Carmen Logie is named co-chair of the 31st Annual Canadian Conference on HIV/AIDS ResearchCategories: Carmen Logie
The 31st Annual Canadian Conference on HIV/AIDS Research (CAHR 2022) takes place April 28 to May 1 in London, Ontario. This year, the conference will be co-chaired by FIFSW Associate Professor Carmen Logie and Professor Eric J. Arts of the Department of Microbiology and Immunology at Western University.
Held each year since 1991, the CAHR Conference brings together researchers and community members from across Canada to share the latest scientific advances in the field, learn from one another’s expertise, build new skills ,and develop new ways to treat and prevent HIV.
Logie is a Canada Research Chair in Global Health Equity and Social Justice with Marginalized Populations. She is also a an Adjunct Scientist at Women’s College Research Institute, an Adjunct Professor at the United Nations University Institute for Water, Environment & Health, and a Research Scientist at the Centre for Gender & Sexual Health Equity. Her research works to build understanding and test interventions that address stigma and other social factors associated with HIV prevention and care.
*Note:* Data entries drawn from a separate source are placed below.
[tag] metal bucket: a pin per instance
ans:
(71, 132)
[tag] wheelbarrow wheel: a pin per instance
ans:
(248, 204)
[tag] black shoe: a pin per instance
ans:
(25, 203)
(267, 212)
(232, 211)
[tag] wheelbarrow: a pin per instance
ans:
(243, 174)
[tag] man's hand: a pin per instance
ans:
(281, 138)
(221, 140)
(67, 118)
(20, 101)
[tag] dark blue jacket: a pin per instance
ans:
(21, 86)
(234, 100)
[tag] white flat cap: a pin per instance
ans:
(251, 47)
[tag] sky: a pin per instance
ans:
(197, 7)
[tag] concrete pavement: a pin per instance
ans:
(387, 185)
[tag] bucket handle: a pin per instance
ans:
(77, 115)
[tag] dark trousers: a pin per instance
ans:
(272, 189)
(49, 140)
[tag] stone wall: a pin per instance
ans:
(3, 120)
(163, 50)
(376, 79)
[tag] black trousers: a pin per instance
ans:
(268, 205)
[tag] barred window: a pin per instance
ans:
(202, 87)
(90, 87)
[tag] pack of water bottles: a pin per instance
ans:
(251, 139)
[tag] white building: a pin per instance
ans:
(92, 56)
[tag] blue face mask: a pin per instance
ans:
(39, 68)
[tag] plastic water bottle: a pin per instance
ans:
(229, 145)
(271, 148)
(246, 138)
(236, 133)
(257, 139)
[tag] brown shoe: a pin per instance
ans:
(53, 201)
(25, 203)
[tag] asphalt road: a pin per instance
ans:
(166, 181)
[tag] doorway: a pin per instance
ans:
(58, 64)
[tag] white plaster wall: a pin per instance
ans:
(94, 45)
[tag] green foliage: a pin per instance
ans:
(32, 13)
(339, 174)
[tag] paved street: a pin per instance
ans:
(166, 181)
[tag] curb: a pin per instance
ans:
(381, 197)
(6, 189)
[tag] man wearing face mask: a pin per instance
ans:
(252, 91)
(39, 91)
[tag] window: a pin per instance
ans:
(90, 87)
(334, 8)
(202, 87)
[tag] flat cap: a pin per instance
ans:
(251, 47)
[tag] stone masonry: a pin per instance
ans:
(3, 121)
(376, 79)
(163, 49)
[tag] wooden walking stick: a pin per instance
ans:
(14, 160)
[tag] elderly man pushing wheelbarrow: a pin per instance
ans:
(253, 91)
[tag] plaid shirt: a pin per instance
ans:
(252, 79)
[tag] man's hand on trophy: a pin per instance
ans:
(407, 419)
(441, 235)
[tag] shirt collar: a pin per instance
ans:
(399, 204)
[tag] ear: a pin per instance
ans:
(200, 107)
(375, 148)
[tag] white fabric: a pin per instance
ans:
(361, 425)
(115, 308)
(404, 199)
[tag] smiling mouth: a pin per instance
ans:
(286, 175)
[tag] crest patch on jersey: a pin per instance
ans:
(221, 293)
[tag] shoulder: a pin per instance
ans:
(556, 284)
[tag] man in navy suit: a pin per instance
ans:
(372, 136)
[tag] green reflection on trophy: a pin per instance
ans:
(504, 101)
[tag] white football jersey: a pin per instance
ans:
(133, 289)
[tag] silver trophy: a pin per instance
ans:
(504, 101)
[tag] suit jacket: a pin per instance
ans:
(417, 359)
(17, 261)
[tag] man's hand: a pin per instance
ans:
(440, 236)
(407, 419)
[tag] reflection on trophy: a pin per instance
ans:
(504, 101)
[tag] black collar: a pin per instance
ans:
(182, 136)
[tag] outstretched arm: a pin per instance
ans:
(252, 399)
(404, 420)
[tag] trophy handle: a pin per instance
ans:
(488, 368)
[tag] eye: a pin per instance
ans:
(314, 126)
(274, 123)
In addition to directing the CFI ‘Stigma & Sexual Health Interventions to Nurture Empowerment’ (SSHINE) Lab, Logie is Deputy Editor at the Journal of the International AIDS Society. She is also and on the Editorial Boards for Social Science & Medicine Mental Health and PLOS Global Health. Her latest book Working with Excluded Populations in HIV: Hard to Reach or Out of Sight? was published in 2021 as part of the Social Aspects of HIV Series. In 2020, she launched the ‘Everybody Hates Me: Let’s Talk About Stigma‘ podcast with stigma experts from across the world that has more than 11,000 downloads.
Logie’s combined research, teaching and work make her the perfect fit for co-chairing the 2022 conference, the theme of which is “striving towards equity and flourishing in the HIV response.”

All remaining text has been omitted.